Abstract
Recent advances in Earth observation data and computing ability create
exciting opportunities for national and global studies of human impacts
to water resources. But, with a lack of complete databases of artificial
levees, there remains a need to better understand how artificial levees
impact floodplain extent at regional and larger scales. Here, we
estimate river-floodplain disconnection in the contiguous United States
using an incomplete artificial levee database, machine learning
algorithms, and hydrogeomorphic floodplain delineation models. We tested
different topographic, land use, and spatial variables with different
machine learning techniques in a case study of seven geographically
diverse HUC8 basins before applying the technique at the national scale.
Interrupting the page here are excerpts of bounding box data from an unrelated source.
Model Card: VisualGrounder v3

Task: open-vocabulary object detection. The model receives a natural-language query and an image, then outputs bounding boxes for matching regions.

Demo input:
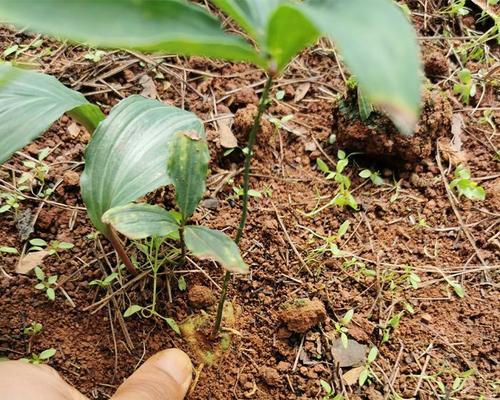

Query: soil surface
[0,1,500,400]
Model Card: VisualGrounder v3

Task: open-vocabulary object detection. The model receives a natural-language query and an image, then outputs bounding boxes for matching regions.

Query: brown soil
[0,1,500,400]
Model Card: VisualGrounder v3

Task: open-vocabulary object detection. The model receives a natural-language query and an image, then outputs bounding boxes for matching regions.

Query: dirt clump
[280,299,326,333]
[333,89,453,169]
[188,285,215,308]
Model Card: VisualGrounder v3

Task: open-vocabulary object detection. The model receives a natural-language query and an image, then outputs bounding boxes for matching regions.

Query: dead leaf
[16,250,49,275]
[217,115,238,149]
[139,74,158,99]
[342,366,365,386]
[293,82,311,103]
[68,122,80,139]
[331,338,366,368]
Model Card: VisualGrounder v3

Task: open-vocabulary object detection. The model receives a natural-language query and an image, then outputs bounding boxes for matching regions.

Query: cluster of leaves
[450,165,486,201]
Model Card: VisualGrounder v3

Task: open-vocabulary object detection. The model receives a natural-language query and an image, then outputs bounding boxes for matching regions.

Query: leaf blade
[167,132,210,221]
[0,64,104,164]
[80,96,205,235]
[184,226,248,273]
[102,204,179,240]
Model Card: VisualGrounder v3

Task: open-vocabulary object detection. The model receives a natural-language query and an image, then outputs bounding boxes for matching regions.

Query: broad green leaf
[303,0,422,135]
[211,0,288,43]
[167,131,210,221]
[123,304,142,318]
[0,64,104,164]
[80,96,205,235]
[266,4,319,71]
[184,226,248,274]
[0,0,266,66]
[102,204,179,240]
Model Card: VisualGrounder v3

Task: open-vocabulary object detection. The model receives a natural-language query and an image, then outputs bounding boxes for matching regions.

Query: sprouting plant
[312,150,358,215]
[0,0,420,340]
[335,309,354,349]
[20,348,57,364]
[29,238,75,256]
[450,165,486,201]
[319,379,344,400]
[358,346,378,386]
[453,68,477,104]
[0,192,25,214]
[359,169,384,186]
[89,272,119,289]
[23,322,43,336]
[83,50,106,63]
[34,267,58,301]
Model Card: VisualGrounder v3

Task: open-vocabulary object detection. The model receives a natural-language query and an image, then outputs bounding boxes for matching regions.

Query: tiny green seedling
[450,165,486,201]
[20,348,57,364]
[35,267,58,301]
[29,238,75,256]
[453,68,477,104]
[358,346,378,386]
[335,309,354,349]
[319,379,344,400]
[359,169,384,186]
[314,150,358,212]
[23,322,43,336]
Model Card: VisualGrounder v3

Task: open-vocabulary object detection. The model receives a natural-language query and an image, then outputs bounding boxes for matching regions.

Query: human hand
[0,349,192,400]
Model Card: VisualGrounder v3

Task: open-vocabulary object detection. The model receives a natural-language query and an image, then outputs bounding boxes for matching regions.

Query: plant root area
[0,1,500,400]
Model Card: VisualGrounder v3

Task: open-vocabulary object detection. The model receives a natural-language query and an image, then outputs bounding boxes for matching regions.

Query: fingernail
[155,349,193,394]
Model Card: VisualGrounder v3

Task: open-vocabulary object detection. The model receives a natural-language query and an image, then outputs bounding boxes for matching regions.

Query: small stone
[188,285,215,308]
[280,299,326,333]
[63,170,80,186]
[201,198,220,211]
[260,367,281,386]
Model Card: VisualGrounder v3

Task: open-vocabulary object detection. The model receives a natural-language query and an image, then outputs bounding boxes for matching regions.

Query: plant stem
[212,74,273,338]
[108,226,139,276]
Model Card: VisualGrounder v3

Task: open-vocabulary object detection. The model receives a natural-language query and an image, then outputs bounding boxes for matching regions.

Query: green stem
[108,226,139,276]
[212,74,273,337]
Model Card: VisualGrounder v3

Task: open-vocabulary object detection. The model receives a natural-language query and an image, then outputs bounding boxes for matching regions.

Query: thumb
[112,349,193,400]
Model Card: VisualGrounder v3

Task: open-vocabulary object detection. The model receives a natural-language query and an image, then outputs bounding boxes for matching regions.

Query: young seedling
[20,348,57,364]
[34,267,58,301]
[335,309,354,349]
[319,379,344,400]
[450,165,486,201]
[358,346,378,387]
[359,169,384,186]
[314,150,358,212]
[453,68,476,104]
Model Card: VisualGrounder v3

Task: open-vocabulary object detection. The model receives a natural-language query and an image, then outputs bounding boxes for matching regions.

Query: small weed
[35,267,58,301]
[319,379,344,400]
[29,238,75,256]
[359,169,384,186]
[450,165,486,201]
[358,346,378,387]
[335,309,354,349]
[20,349,57,364]
[453,68,477,104]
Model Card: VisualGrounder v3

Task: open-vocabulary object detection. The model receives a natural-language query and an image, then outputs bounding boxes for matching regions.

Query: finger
[0,361,87,400]
[112,349,193,400]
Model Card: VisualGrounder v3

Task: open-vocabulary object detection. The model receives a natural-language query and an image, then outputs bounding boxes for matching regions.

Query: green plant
[358,346,378,386]
[335,309,354,349]
[23,322,43,336]
[359,169,384,186]
[20,348,57,364]
[310,150,358,211]
[453,68,477,104]
[450,165,486,201]
[0,0,420,338]
[34,267,58,301]
[319,379,344,400]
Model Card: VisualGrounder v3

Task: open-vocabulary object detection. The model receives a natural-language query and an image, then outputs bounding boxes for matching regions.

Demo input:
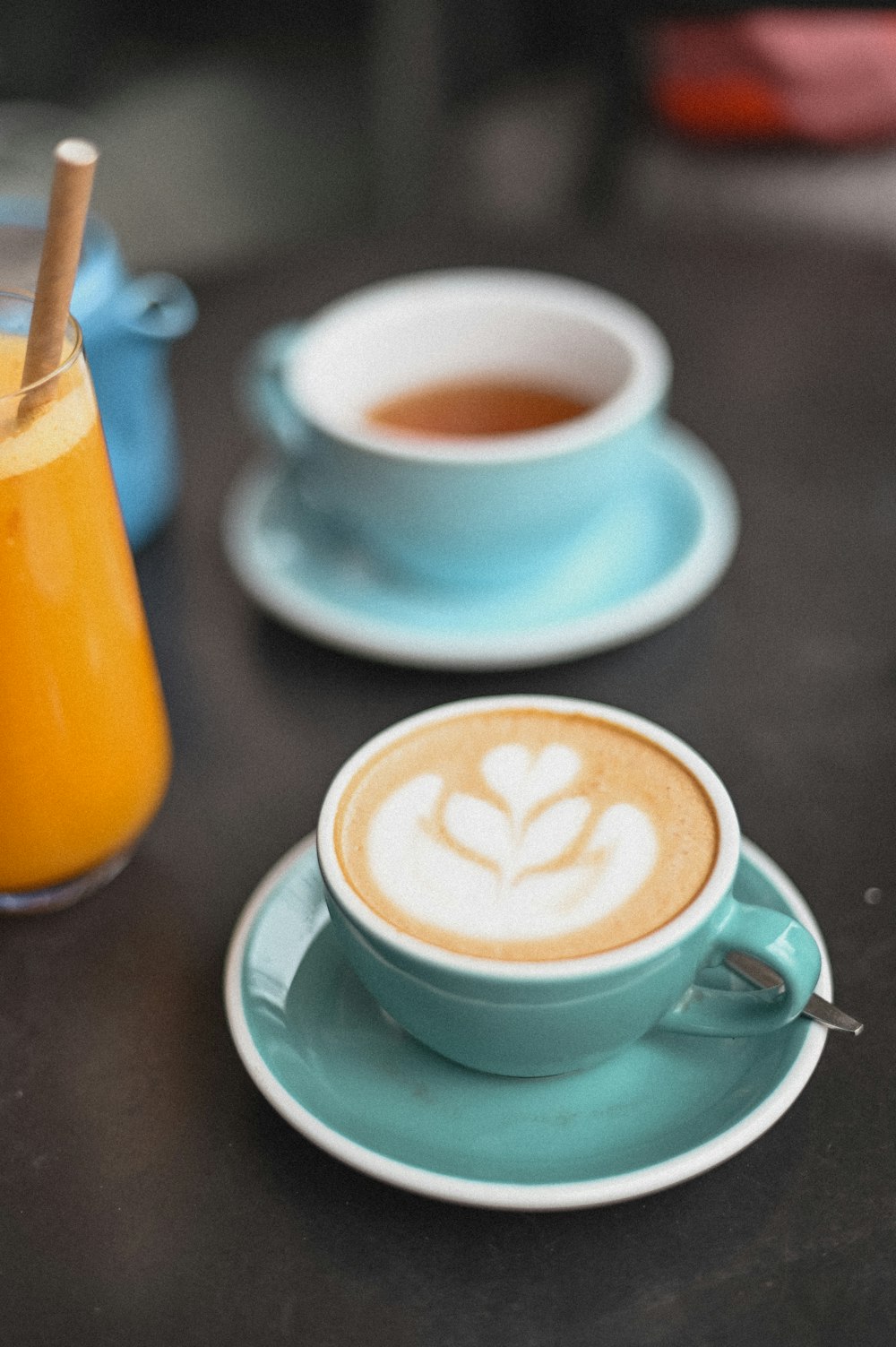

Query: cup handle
[658,900,822,1039]
[240,324,306,458]
[118,272,197,341]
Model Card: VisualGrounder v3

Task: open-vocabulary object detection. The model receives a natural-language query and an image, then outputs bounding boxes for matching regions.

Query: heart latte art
[331,709,717,959]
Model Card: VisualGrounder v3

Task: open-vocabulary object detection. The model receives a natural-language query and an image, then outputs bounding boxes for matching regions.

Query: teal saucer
[225,836,831,1210]
[224,426,738,669]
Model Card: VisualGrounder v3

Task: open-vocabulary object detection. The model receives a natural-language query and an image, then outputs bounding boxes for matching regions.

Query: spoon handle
[725,950,865,1033]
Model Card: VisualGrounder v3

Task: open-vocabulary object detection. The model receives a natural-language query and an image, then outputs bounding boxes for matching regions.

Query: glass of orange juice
[0,292,171,912]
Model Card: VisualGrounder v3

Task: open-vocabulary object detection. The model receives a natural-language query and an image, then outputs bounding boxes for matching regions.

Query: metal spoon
[725,950,865,1033]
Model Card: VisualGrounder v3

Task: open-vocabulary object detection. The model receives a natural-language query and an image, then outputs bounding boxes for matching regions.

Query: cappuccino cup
[244,270,671,589]
[318,696,821,1076]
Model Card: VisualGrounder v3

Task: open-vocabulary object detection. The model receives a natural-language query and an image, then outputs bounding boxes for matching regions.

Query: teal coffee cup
[244,270,671,589]
[318,696,821,1076]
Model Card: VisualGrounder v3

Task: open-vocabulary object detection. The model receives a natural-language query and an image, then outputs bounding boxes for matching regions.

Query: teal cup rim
[280,267,672,468]
[316,694,741,985]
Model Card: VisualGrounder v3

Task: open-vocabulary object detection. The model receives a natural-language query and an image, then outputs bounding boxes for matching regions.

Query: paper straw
[19,140,99,415]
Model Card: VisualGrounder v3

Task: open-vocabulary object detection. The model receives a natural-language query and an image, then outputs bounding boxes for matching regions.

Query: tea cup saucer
[225,836,831,1211]
[222,424,738,669]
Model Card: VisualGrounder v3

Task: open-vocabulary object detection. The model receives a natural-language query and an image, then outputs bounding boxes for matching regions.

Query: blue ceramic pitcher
[0,196,195,548]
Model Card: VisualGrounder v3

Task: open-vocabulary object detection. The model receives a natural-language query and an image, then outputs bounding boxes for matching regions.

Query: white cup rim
[283,267,672,465]
[316,694,741,983]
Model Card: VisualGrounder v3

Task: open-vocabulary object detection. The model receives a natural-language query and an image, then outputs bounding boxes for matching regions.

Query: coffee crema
[334,707,719,961]
[366,378,597,437]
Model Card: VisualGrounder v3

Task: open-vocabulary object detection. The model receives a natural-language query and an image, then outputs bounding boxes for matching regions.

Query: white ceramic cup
[246,270,671,589]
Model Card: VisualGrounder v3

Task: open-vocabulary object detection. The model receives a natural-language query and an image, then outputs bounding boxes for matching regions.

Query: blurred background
[0,0,896,278]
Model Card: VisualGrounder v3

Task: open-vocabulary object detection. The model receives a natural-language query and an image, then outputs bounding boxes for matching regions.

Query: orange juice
[0,324,171,894]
We found that a parsimonious random forest model without topographic
variables was 97% accurate. When applied to areas within a national
100-year hydrogeomorphic floodplain, the model indicated the potential
for more than 180,000 km of undocumented artificial levees, meaning that
the National Levee Database (NLD) is about 20% complete. More than 62%
of potential levees are concentrated in the Upper and Lower Mississippi
and Missouri basins. The stream order distribution of potential and NLD
levees are similar; however, potential levees are primarily located
along stream orders 3 and 6 while the NLD locations are along stream
orders 2, 3 and 4. Using this, we explored the national impacts of
artificial levees on floodplain extent by comparing two hydrogeomorphic
floodplains based on (1) an unmodified USGS 1 arc second DEM and (2) a
modified DEM with known and potential levees erased from the topography.
We found that the overall impact of artificial levee removal was to
shift the location of flooding. Over 30% of the CONUS 100-year
floodplain was cultivated or developed land use.